Sklearn Pipeline: http://scikit-learn.org/stable/modules/generated/sklearn.pipeline.Pipeline.html
DataFrameMapper: https://github.com/paulgb/sklearn-pandas
What's the difference between them?
It seems to me that sklearn pipeline has more features, but DataFrameMapper is more clean for me to use.
Edit: See comment discussion about the perhaps better ColumnTransformer
approach. A comparison table that may be of interest can be found Here.
Bascially, the DataFrameMapper
(and the entire sklearn-pandas package) aims to combine the benefits of pandas DataFrame
objects with the power of the sklearn machine learning package.
An sklearn.Pipeline
describes an ordered list of transformations to perform on a matrix formats (provided by the numpy and scipy packages). Those transformations will be executed on the entire matrix one after the other in a sequence, and will encode an entire training and prediction process from start to end.
The first part of the pipeline transformation (aka step) tuple is it's name and it has no actual effect on the process, it's simply used for readability.
A DataFrameMapper
on the other hand operates on DataFrame objects created by the pandas package, and can apply transformations to certain parts of the dataframe (not necessarily on the entire data set). DataFrames are similar to numpy and scipy matrices, with a single noticeable difference of keeping track of row and column labels and metadata. DataFrames operations will make sure rows and columns can be accessed, manipulated and read using logical identifications instead of indices.
The first part of the DataFrameMapper
transformation tuple describes which columns should be run through the transformation.

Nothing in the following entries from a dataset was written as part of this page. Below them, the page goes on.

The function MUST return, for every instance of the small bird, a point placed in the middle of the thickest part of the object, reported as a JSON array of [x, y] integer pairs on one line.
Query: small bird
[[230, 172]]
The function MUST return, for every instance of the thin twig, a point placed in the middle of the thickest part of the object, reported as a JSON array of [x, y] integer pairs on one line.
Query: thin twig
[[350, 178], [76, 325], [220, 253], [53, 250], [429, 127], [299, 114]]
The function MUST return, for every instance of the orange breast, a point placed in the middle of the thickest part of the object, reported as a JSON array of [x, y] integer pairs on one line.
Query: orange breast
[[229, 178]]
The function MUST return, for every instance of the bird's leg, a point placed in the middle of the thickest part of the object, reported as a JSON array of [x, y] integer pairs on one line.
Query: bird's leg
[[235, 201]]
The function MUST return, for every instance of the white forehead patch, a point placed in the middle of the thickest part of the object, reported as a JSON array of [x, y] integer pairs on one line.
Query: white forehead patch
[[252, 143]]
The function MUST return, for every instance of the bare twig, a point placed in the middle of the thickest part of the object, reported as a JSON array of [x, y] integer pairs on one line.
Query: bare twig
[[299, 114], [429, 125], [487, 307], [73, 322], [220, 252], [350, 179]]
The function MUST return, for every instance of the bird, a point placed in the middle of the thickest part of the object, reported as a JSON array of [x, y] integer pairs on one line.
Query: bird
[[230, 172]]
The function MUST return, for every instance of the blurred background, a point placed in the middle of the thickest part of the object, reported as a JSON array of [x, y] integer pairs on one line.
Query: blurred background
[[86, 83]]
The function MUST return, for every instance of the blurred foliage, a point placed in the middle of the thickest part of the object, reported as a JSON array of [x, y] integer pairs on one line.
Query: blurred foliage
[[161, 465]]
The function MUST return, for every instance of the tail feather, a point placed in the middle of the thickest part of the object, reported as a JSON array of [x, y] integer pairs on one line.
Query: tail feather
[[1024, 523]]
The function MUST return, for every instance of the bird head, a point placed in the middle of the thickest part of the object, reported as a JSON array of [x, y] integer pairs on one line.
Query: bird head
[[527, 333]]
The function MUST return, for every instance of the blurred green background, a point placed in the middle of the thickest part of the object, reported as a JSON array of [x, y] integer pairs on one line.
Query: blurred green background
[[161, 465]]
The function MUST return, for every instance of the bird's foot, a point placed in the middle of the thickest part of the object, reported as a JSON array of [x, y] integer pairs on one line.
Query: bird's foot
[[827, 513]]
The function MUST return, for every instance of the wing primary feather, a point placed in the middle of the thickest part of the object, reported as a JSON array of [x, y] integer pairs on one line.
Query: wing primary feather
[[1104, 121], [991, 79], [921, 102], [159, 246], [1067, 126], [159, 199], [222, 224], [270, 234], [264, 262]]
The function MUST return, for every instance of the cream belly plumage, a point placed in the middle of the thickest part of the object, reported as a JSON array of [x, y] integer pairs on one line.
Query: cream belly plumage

Three big differences are:
DataFrameMapper
is a more flexible tool, it'll let you execute different transformations on different columns and is more oriented to transforming complex data structures, while sklearn.Pipeline
is more oriented to executing machine learning related transformations on a homogeneous data set.DataFrameMapper
will let you keep the annotations and labels you've assigned to your pandas DataFrame
object, while sklearn.Pipeline
will "reduce" any result to a numpy/scipy array/matrix.sklearn.Pipeline
is part of a far more stable and well known package, and therefore may be the "safer" choice if considerations such as stability and maintenance are of importance.